Jemand lief dicht an der Fichte vorbei. Verner duckte sich und streckte dann sein rechtes Bein vor, fühlte, wie der Unbekannte fiel. In der nächsten Sekunde warf er sich nach vorne über den Gefallenen, der mit dem Gesicht am Boden lag. Er stemmte ein Knie mit Kraft gegen das Schulterblatt des Unbekannten, drückte ihn herunter, bekam ein Handgelenk des Mannes zu fassen und drehte es nach oben und dann nach hinten, fühlte dabei, dass das Handgelenk dünn war und der Arm schmal. Das hier war kein Mann.
Verwundert richtete Verner sich auf, nahm sein Knie zurück und lockerte den Griff um das Handgelenk. Dann richtete er sich auf. Langsam drehte der unbekannte Verfolger sich um und zeigte sein Gesicht. Die Wangen waren erdverkrustet, die Nase hatte eine Schürfwunde, eine nasse Haarsträhne klebte auf der Stirn.
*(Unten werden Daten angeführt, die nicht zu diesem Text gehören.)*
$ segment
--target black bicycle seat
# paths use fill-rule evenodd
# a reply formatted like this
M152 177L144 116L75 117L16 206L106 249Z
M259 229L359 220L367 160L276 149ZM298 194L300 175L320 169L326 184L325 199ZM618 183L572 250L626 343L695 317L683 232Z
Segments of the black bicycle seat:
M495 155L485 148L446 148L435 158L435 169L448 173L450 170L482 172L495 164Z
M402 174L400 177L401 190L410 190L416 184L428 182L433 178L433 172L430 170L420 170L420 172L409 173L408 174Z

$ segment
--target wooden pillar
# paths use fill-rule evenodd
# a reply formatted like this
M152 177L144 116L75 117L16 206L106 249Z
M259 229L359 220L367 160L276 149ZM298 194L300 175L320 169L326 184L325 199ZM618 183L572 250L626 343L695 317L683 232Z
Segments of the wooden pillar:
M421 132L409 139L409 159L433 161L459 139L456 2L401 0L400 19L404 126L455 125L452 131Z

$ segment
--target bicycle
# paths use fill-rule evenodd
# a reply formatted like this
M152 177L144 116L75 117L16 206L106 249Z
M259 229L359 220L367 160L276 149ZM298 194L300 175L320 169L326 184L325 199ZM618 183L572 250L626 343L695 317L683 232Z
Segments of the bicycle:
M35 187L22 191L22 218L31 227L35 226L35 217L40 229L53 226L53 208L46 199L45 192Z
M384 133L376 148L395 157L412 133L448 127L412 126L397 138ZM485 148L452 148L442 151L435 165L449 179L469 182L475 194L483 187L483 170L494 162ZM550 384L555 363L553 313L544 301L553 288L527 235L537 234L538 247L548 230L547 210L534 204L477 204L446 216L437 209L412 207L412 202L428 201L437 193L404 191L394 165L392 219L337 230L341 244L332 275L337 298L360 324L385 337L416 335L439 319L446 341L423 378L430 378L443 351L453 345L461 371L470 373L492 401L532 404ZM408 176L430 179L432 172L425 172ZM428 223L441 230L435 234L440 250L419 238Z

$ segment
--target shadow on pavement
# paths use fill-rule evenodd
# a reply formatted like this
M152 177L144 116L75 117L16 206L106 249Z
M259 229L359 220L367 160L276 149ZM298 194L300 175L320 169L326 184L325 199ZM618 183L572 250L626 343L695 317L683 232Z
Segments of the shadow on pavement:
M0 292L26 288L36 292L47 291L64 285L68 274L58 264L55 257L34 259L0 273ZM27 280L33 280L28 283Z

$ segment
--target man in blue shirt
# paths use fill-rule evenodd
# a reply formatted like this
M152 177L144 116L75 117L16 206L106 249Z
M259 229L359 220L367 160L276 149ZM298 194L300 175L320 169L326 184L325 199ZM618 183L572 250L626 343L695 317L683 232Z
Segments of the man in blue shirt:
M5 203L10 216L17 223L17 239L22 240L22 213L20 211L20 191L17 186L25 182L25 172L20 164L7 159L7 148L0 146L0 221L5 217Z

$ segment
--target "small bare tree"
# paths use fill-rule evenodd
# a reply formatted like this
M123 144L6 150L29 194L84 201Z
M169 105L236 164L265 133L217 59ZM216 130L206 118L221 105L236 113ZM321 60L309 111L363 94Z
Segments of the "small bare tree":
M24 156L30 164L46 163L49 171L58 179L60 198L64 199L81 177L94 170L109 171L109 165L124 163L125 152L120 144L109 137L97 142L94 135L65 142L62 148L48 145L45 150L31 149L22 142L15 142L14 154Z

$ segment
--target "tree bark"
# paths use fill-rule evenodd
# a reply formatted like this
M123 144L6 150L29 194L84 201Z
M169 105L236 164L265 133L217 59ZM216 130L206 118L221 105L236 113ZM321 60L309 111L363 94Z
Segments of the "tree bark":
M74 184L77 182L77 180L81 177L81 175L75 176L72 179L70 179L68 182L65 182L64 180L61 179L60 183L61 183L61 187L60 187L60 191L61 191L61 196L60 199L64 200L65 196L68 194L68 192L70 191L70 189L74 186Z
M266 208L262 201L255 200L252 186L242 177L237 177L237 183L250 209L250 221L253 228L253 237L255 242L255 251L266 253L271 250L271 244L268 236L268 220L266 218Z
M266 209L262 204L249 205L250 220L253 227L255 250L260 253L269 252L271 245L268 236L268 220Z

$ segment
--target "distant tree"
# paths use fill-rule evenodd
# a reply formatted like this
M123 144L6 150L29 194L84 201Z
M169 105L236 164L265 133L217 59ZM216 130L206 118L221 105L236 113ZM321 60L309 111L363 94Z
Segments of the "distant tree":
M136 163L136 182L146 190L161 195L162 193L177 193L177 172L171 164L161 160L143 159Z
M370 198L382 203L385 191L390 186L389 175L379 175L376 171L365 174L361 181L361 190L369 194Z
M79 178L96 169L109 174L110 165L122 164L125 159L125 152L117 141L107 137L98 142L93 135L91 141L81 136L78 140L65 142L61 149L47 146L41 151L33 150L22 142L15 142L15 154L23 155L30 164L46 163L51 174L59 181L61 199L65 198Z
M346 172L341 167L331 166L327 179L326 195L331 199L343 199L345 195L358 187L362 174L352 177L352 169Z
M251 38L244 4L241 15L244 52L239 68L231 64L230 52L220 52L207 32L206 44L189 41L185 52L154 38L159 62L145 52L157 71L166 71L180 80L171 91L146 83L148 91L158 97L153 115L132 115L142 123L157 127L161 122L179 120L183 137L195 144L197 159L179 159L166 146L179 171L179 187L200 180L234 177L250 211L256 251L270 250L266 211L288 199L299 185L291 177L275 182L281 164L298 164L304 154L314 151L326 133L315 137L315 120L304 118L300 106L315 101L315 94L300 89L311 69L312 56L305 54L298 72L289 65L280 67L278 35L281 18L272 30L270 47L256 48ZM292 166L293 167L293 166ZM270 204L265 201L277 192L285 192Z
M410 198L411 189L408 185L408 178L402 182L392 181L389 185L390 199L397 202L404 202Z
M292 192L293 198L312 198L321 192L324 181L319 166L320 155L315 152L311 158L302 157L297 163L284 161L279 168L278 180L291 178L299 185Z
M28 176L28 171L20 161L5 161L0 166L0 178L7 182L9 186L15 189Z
»Margret!«, flüsterte Verner.
Die junge Frau lag auf dem Rücken, ohne ein Wort zu sagen. Dann brachte sie sich mit Hilfe des einen Armes in eine sitzende Stellung. Sie war außer Atem, sie keuchte und sah immer noch erschrocken aus.
»Zum Teufel«, stöhnte sie, »musstest du wirklich so hart zulangen?«
»Es tut mir Leid, Margret, ich dachte ...«
»Ja, irgendwas wirst du dir wohl gedacht haben.«
Sie setzte sich auf, rieb sich die Erde von den Wangen, befühlte ihre Nase und bog die Handgelenke vor und zurück.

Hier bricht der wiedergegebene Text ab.